985.26 Length of detention.—
(2)
(c) A prolific juvenile offender under s. 985.255(1)(j) shall be placed on nonsecure detention care with electronic monitoring or in secure detention care under a special detention order until disposition. If secure detention care is ordered by the court, it must be authorized under this part and may not exceed:
1. Twenty-one days unless an adjudicatory hearing for the case has been commenced in good faith by the court or the period is extended by the court pursuant to paragraph (b); or
2. Fifteen days after the entry of an order of adjudication.
As used in this paragraph, the term “disposition” means a declination to file under s. 985.15(1)(h), the entry of nolle prosequi for the charges, the filing of an indictment under s. 985.56 or an information under s. 985.557, a dismissal of the case, or an order of final disposition by the court.
(1) The Task Force on the Criminal Punishment Code, a task force as defined in s. 20.03(8), Florida Statutes, is created adjunct to the Department of Legal Affairs for the purpose of reviewing, evaluating, and making recommendations regarding sentencing for and ranking of noncapital felony offenses under the Criminal Punishment Code. The task force shall include an analysis of best practices in its review.
(2) The task force is composed of the following members:
(a) The Attorney General, or a designee of the Attorney General, who shall serve as chair of the task force.
(b) The Secretary of the Department of Corrections, or a designee of the secretary.
(c) The Secretary of the Department of Juvenile Justice, or a designee of the secretary.
(d) Two members appointed by the President of the Senate, one of whom must be a public defender.
(e) Two members appointed by the Speaker of the House of Representatives, one of whom must be a state attorney.
(f) Two members appointed by the Chief Justice of the Supreme Court, one of whom must be a circuit judge currently assigned to a felony division.
(g) Six members appointed by the Governor, two of whom must be professors at a Florida College System institution or state university.
Any vacancies on the task force shall be filled in the same manner as the original appointments. Appointments to the task force shall be made no later than July 15, 2019.

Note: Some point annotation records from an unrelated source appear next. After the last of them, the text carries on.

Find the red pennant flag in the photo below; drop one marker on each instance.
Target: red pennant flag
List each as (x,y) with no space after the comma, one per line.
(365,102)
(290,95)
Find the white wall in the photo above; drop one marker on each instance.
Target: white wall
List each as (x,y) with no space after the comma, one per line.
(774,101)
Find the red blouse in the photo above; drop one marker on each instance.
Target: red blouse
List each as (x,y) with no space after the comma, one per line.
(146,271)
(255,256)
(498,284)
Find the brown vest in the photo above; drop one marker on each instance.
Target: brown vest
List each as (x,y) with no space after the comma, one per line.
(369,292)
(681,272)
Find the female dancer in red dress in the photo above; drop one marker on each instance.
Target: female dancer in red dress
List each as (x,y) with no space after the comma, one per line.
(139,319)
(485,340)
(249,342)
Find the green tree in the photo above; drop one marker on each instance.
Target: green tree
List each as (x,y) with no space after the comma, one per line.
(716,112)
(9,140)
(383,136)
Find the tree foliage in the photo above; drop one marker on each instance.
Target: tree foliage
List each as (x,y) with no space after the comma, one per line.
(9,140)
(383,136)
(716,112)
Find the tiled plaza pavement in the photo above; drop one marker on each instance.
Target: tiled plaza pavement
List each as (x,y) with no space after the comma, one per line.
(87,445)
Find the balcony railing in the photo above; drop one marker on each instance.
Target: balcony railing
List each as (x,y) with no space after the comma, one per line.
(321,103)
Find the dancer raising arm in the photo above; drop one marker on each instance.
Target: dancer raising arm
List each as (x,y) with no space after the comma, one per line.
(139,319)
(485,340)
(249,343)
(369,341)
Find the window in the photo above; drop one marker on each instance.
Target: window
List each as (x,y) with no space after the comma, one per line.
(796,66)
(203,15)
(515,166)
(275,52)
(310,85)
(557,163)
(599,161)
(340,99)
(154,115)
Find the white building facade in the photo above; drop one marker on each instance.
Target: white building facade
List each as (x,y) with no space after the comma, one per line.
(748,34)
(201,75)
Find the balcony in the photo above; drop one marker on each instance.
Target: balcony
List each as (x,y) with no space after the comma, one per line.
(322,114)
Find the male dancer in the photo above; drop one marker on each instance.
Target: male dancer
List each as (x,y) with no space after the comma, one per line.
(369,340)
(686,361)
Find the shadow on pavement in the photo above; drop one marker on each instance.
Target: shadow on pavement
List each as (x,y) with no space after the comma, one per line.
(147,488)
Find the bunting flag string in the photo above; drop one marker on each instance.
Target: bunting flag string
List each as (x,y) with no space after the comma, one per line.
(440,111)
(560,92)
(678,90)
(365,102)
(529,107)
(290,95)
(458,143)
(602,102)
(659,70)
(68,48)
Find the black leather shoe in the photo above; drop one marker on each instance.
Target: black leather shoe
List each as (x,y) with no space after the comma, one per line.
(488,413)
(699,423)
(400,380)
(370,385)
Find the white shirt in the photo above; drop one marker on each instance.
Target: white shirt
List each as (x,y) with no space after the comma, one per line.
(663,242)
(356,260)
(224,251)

(3) The task force shall meet throughout its duration and is encouraged to take input from all stakeholders involved in the criminal justice system. The first meeting of the task force shall occur no later than August 15, 2019. The Attorney General shall designate staff of the Department of Legal Affairs to provide support to the task force.
(4) Upon the Attorney General's request, the Department of Corrections and the Office of the State Courts Administrator may, when resources permit, provide reasonable data collection and analysis, research, and support services to the task force.
(5) Members of the task force may not receive compensation other than their usual salaries received from their employers, but are entitled to reimbursement for per diem and travel expenses from their employers in accordance with s. 112.061, Florida Statutes.
(6) The task force shall submit a report to the Governor, the President of the Senate, the Speaker of the House of Representatives, and the Chief Justice of the Supreme Court no later than June 30, 2020, which must include, at a minimum, the issues considered by the task force, any recommendations for legislative changes, and an analysis of the expected impact of such recommendations if enacted by the Legislature. The task force is dissolved upon submission of the report.
(7) This section expires July 1, 2020.
1009.02 Eligibility for educational scholarships upon completion of all terms of sentence.—Notwithstanding any other provision of this chapter, upon the completion of all terms of a sentence for a criminal conviction a person is eligible to be awarded any scholarship, grant, or other aid for higher education or vocational training under this chapter so long as he or she meets all other requirements to be awarded the scholarship, grant, or other aid.